Five Categories of Impact

How to choose among the dozens of different types of environmental impacts? We'll start with grouping some commonly used environmental impact categories into five major domains:

1. natural resource depletion,

2. air impacts,

3. terrestrial & aquatic impacts,

4. climate effects, and

5. human health.[1][2] 

 

This section will describe these different environmental effects that Priscilla and Tom can choose to measure.
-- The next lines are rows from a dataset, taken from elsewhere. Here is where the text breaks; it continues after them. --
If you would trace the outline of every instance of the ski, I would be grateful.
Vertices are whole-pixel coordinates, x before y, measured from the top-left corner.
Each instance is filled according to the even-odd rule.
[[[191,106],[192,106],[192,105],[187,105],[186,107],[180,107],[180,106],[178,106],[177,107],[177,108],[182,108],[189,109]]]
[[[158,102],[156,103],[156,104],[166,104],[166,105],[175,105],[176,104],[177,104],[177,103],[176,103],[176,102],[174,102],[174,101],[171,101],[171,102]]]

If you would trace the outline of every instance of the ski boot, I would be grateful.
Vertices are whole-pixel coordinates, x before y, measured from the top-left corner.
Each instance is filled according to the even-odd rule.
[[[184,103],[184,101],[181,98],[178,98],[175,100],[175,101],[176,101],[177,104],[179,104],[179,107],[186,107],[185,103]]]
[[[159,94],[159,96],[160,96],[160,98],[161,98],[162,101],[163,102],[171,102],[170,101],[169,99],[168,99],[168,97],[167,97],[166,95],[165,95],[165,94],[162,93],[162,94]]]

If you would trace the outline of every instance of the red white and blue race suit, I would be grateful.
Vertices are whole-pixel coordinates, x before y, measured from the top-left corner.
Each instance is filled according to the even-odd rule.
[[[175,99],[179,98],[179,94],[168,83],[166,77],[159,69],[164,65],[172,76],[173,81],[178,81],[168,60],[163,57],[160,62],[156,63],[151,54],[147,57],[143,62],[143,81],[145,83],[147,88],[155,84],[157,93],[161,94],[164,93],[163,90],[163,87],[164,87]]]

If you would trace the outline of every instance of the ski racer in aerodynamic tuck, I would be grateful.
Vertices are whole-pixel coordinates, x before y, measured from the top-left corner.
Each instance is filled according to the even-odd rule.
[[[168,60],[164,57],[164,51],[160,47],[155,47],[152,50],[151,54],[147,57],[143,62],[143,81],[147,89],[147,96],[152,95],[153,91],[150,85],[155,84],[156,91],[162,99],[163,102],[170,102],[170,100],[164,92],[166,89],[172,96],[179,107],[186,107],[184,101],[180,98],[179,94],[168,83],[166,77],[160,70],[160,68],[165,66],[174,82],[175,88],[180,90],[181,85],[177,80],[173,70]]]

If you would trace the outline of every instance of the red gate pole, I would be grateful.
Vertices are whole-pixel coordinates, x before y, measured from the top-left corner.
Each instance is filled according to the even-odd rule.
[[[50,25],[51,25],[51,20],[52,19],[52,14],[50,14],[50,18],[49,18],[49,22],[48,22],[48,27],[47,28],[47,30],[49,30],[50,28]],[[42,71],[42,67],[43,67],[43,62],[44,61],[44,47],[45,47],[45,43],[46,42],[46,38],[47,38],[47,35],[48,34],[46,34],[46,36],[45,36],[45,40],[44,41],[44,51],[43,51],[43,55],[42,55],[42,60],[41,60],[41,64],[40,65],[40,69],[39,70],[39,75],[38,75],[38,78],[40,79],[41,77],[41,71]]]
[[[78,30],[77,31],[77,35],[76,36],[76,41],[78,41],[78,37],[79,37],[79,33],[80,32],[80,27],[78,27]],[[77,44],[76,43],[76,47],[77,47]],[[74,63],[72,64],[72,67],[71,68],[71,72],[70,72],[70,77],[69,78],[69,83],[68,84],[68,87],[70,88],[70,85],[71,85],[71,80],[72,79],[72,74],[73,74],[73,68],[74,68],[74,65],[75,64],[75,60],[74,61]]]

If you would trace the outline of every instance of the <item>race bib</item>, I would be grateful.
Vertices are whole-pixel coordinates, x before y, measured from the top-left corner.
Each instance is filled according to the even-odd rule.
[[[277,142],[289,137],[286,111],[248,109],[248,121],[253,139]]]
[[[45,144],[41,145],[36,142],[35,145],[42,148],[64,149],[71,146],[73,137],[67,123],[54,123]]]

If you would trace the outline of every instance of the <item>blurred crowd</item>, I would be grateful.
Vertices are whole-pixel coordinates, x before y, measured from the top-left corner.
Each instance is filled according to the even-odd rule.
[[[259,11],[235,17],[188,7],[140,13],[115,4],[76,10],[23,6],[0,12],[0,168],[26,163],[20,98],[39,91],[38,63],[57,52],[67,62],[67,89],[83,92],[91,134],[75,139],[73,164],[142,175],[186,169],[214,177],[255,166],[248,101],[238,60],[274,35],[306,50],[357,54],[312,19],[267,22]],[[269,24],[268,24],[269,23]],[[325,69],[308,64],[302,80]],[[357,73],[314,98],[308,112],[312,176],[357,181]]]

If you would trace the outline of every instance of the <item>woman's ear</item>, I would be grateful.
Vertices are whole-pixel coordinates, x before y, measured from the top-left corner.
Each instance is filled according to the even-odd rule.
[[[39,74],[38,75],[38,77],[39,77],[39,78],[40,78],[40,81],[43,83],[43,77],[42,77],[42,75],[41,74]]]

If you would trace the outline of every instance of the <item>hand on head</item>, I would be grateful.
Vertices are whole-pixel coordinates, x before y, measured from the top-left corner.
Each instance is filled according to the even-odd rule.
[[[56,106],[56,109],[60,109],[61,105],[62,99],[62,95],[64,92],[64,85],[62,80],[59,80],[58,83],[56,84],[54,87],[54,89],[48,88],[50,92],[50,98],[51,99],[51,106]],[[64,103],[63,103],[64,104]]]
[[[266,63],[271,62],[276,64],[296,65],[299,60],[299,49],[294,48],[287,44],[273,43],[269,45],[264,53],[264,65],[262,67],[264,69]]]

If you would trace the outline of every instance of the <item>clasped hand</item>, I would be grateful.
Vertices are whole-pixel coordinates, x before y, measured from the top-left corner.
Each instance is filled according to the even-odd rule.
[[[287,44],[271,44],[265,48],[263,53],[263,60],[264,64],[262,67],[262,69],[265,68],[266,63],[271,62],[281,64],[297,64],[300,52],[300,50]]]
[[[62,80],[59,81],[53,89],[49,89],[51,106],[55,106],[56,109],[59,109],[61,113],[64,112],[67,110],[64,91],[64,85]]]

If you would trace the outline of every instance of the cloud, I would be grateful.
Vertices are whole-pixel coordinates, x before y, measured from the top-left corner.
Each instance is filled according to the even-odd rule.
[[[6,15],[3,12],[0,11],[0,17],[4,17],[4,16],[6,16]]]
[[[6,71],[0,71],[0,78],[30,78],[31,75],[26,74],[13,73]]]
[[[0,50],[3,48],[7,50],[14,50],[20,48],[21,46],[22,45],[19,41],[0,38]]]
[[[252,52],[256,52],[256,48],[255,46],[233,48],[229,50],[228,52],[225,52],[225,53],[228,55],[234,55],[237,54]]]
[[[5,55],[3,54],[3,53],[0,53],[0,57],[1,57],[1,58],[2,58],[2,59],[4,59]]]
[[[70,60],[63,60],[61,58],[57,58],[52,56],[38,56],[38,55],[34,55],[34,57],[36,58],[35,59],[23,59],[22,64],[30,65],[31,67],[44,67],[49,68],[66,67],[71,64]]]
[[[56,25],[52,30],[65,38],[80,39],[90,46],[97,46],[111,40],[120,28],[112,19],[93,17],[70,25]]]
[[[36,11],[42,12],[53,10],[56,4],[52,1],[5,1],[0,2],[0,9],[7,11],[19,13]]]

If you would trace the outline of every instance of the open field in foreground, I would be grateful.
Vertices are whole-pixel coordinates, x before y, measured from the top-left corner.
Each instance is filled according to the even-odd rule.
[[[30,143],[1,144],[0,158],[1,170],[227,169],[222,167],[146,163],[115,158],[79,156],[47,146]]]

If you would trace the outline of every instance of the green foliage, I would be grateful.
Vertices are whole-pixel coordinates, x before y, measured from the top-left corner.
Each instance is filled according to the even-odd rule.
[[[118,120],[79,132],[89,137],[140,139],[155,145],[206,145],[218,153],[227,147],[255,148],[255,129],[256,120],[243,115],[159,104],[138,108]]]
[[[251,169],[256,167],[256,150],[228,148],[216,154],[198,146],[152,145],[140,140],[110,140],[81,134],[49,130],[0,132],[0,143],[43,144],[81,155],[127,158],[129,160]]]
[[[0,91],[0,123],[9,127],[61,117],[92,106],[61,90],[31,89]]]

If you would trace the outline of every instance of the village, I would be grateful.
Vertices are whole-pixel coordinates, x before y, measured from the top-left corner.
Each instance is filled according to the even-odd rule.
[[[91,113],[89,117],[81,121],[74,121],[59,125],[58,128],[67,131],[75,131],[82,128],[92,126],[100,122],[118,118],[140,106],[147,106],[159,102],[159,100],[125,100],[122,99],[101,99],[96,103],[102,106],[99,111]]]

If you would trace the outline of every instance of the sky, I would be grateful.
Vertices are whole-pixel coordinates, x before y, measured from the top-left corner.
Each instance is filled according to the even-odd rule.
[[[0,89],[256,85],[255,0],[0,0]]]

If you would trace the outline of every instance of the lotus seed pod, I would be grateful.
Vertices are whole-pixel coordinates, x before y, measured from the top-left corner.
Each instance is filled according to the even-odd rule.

Natural Resource Depletion

This first domain reflects the many ways human activity uses up the Earth's natural resources. "Depletion" means that those resources are no longer available for further use in their highest-value forms.

Water Use

A water "footprint" primarily refers to the amount of fresh water being used or consumed which then must be processed back to its fresh state (water quality issues are covered by other impact categories). Water is the only resource that is both renewable and finite. All of the water that was ever on Earth is still on Earth, but the breakdown of its location, physical state (water, vapor or ice), and salinity can limit its usefulness as a resource. In fact, after oil, many people believe that water will become the resource with the most highly valued access rights, which has significant social and environmental-justice implications.

Mineral Extraction

Mineral deposits can't be renewed. Once a mineral deposit (like iron ore) is mined, it doesn't return to the earth as ore, no matter how much it's reused or recycled. There's only a finite amount of each mineral, so any used now will not be available for future generations to mine.

Land Occupation/Use

Land can't be depleted, really (ground pollution is covered later), but since a given acre can only be used for a limited number of purposes, land scarcity can be a real issue. Land can also become unusable, or at least less valuable, due to physical changes such as erosion.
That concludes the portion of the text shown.